3.3. Bar Plot a. Create a bar plot of genre of movies. b. The plot should be: i. Rank ordered by highest count of genre. ii. Properly labeled (title, x-axis, etc) iii. The bars should have a different colour than the one shown in class. c. Based on the bar plot, (approximately) how many movies are there in genre number 8?

#Bar Plot
#3.3.a&b created bar plot of genre with descending order properly labeled and blue colour.
#3.3.c apparently we can observe that there are approximately 43 genre in no 8.

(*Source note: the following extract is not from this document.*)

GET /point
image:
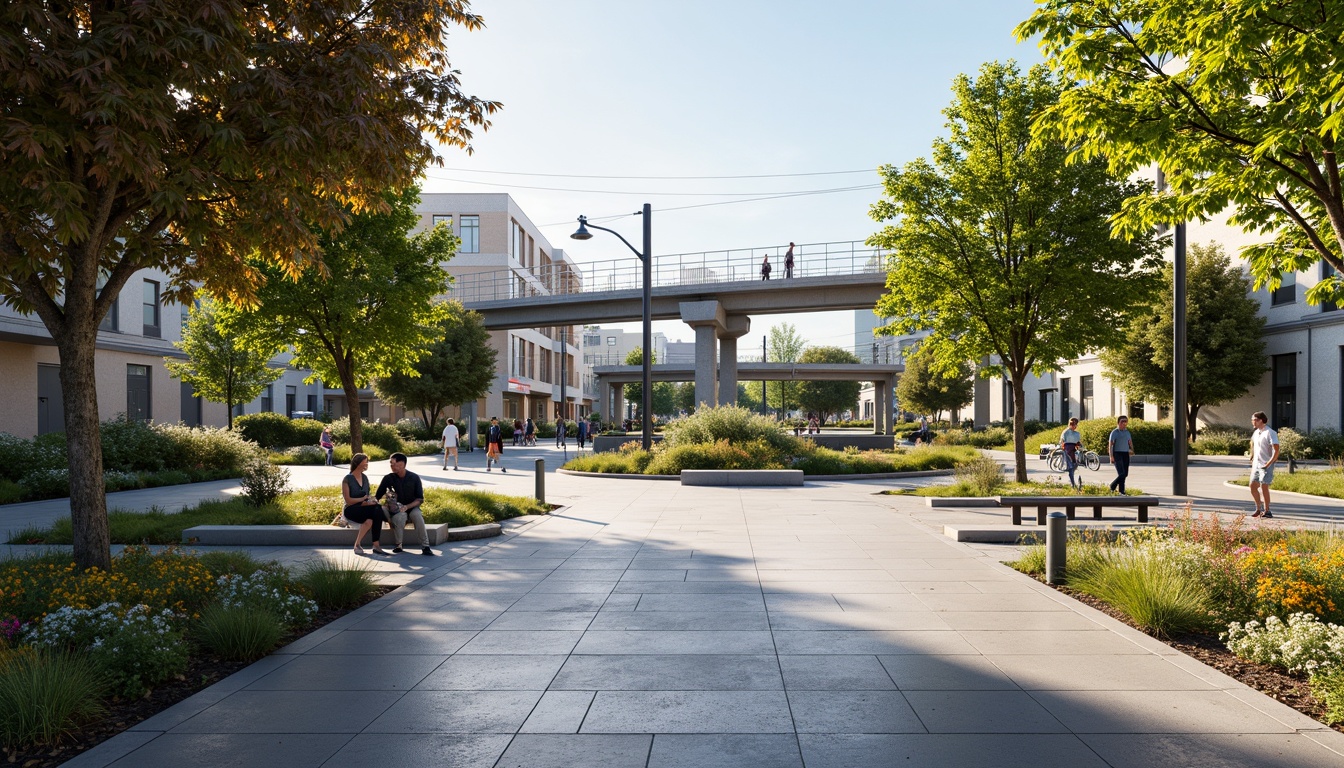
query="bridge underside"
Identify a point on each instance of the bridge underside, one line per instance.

genreForBar_JV <- table(movieSurvey$Genre_JV)
Genre_JV <- genreForBar_JV[order(genreForBar_JV,decreasing=TRUE)]
barplot(Genre_JV,
        col=5,
        density = 25, angle = 45,
        main="Bar Plot of Number of Genres",
        xlab="Genres in descending order")

  1. Histogram
  1. Create a histogram of sentiment.
  2. The plot should be properly labeled and a unique colour.
  3. Which range of sentiment is the most common?
#4.a&b created the histogram of column sentiment with proper labels and unique colour.
#4.c as observed in the histogram below it is clear that sentiments ratings from -10 to 0 is most common.

hist(movieSurvey$Sentiment_JV,
     col=8,
     density = 20, angle = 120,
     xlab="sentiments",
     ylab = "reoccurance",
     main="Histogram of sentiments for movies")

  1. Box plot
  1. Create a horizontal box plot of number of screens the movies were shown on.
  2. The plot should be properly labeled and a unique colour.
  3. Based on the box plot, approximately how many movies were on fewer than 775 screens?
# 5.a&b created a boxplot of repeatation of movie on screens(horizontal) labeled and unique color.
# 5.c the movies which are shown less than 775 times are 25%. that is first quantile.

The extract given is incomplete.